In 2015, the court directed that municipalities revise their housing elements and fair share plans “with good faith” and with “reasonable speed.” In re: N.J.A.C. 5:96 & 5:97, 221 N.J. 1, 33 (2015). Now, four and a half years later, the question of what constitutes “good faith” in these constitutional compliance cases is paramount, as the trial courts are now faced with whether a municipality’s housing element and fair share plan are consistent with the Mount Laurel obligations. The recent trial court decision in In re Englewood Cliffs, as well as the 2016 decision from Judge Wolfson in In the Matter of the Application of South Brunswick, both demonstrate what steps are necessary to establish “good faith” in these cases.

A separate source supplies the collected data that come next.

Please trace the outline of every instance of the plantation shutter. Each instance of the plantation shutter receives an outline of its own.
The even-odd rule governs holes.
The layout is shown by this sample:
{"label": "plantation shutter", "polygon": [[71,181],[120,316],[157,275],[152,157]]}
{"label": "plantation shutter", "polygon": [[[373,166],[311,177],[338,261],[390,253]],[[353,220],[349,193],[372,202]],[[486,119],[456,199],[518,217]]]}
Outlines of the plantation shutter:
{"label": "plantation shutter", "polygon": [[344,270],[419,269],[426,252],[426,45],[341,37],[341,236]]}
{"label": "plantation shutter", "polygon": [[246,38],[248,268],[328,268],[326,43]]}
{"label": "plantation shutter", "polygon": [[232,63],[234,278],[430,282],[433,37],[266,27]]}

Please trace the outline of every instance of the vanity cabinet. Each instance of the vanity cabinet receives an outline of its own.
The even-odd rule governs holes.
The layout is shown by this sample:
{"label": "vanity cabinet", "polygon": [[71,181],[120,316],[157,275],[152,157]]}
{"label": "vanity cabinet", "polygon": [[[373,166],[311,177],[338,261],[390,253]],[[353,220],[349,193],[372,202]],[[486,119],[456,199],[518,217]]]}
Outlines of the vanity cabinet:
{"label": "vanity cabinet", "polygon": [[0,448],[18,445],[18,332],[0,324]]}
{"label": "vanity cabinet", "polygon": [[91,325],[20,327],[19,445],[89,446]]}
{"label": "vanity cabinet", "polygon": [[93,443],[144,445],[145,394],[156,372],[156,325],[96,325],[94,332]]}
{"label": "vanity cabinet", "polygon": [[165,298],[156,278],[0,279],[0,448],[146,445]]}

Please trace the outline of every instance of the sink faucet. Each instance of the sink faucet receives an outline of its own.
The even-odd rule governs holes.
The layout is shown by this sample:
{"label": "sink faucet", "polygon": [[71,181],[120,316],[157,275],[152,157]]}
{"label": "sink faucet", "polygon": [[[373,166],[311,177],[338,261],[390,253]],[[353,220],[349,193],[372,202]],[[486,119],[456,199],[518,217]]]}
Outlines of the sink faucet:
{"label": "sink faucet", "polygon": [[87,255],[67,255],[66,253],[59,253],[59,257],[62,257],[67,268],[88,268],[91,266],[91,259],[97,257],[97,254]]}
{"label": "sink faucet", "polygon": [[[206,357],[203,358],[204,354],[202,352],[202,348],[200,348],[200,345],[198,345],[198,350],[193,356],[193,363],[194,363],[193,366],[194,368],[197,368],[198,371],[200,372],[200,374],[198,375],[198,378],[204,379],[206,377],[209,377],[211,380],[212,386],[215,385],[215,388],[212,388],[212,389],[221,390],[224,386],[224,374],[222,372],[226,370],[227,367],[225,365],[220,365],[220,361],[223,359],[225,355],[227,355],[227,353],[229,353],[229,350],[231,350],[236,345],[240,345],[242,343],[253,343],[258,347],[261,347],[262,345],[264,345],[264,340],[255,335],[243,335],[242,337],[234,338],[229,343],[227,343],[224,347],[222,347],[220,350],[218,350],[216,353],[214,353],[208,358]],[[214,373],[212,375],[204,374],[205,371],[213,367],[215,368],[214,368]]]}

Of the 300-plus declaratory judgment actions commenced in the wake of the Supreme Court’s decision in In re: N.J.A.C. 5:96 & 5:97, 221 N.J. 1 (2015), many have now settled, or are in the process of settling. The result of this process will be measured by the construction of actual housing, rather than any singular article. The court created a new process for addressing compliance with the Mount Laurel doctrine by sending these matters back to the courts to serve in the stead of the moribund Council on Affordable Housing (COAH). However, through this new process, courts have had the opportunity to clarify and establish the outer bounds of what the courts have envisioned as moving forward and creating housing elements “with good faith.”